One of the most secure ways to store your cryptocurrency is a hardware wallet, such as Trezor.
One of the most secure ways to store your cryptocurrency is a hardware wallet, such as Trezor.

Image: Trezor

You can also offload your funds to cold storage. This could either be a paper wallet—literally a piece of paper with an address, keys, and a QR code—or a hardware wallet, such as Trezor or Ledger, both of which work with multiple cryptocurrencies. Hardware wallets come with their own set of instructions, and creating a paper wallet goes beyond the scope of this text, but you'll find excellent tutorials online. 

Keeping your funds offline makes them safe from hackers. But you're susceptible to other issues; a fire could swallow your paper wallet, and a flood could destroy your hardware wallet. In absolutely all cases, this is paramount: Have a backup.

But I want to do stuff with my crypto!

Perhaps you're not interested in saving or trading cryptocurrencies; you want to be an active part of the ecosystem. Things get a bit complicated here, as each cryptocurrency is different. With Bitcoin, you can buy stuff at numerous online (and even some offline) stores. Overstock, Steam, and Microsoft all accept Bitcoin in some capacity. 

For newcomers, this is impractical, as most retailers that accept BTC also accept regular old cash, so converting your money to BTC just to buy something doesn't make much sense. But there are use cases for spending BTC in stores. Say you bought bitcoin a few years ago—you could be a millionaire right now, and you might want to spent some of that money. You can also send BTC to another user without an intermediary (this is what makes BTC great). 

Ethereum, currently the second largest cryptocurrency in terms of market value, is different. Since Ethereum is more of a platform for decentralized applications and less of a payment system (it works as both, though), you'll need ETH to participate in token sales, and to build your own apps on the platform. 

Regardless of your intent, the same logic applies. Keep the crypto that you won't need for a while in a secure wallet, a vault, or cold storage. And keep a separate wallet with a portion of your overall funds—perhaps a mobile one—for those daily transactions.

I'm a crypto god now, right?

While the above might be a lot to swallow for an absolute newcomer, there's a lot more to learn about cryptocurrencies. And as we said before, each cryptocurrency is a little different; they're constantly evolving, to say nothing of the new ones regularly popping up. 

Above, you've got different options for buying your first bitcoin or bit of ether, options for storing them, and options for spending them.
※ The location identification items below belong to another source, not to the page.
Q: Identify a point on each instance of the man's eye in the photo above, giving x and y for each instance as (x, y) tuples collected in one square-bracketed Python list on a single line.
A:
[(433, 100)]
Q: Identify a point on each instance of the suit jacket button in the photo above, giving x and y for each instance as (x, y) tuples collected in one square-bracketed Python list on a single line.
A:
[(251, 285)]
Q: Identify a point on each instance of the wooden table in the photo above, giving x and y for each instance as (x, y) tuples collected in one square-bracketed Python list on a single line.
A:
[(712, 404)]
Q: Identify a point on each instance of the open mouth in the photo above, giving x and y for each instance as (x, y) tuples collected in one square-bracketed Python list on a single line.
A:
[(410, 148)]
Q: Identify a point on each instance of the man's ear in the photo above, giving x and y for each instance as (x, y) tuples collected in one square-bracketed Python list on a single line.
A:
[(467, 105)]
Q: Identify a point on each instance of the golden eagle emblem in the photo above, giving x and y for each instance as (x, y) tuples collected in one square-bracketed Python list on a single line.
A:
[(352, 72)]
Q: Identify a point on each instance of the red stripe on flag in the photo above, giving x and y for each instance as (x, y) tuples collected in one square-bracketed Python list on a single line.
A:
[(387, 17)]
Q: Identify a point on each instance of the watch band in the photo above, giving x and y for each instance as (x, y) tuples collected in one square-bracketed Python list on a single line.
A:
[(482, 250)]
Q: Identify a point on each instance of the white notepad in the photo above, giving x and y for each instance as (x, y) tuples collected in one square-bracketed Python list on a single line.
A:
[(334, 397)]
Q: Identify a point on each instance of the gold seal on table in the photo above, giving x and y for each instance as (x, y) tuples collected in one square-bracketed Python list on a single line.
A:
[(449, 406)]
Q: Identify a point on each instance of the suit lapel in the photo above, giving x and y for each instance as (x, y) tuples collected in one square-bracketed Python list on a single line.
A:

But again: It's your money. You're gonna want to be covered. Do your best to read the FAQs and terms & conditions documents for each service you use.

Hidden fees and caveats of all sorts are possible. Most cryptocurrencies are decentralized by nature, but most apps that simplify the process of buying, selling and owning crypto are centralized, and you're forced to depend on the intentions and capabilities of the people who maintain them. For example, Coinbase has limits on how much money you can spend in a certain time frame; there's also a limit on how much you can hold in your account at any given time. 

Mistakes are also possible. It's not hard to lose bitcoin by sending it somewhere and simply forgetting where. You'll be able to see the address and the transaction on the blockchain, but may not have access to the keys to retrieve it.

The best way to keep your BTC, ETH, and other cryptos safe is to educate yourself; read, re-read and learn until you really know what's happening before you click a button. 

Trading cryptocurrencies may have tax implications depending on where you live. It might be a good option to talk to your bank or tax advisor before doing any of the above.

Finally, the standard disclaimer applies: Never put funds in risky assets if you're not prepared to lose them. 

Disclosure: The author of this text owns, or has recently owned, a number of cryptocurrencies, including BTC and ETH.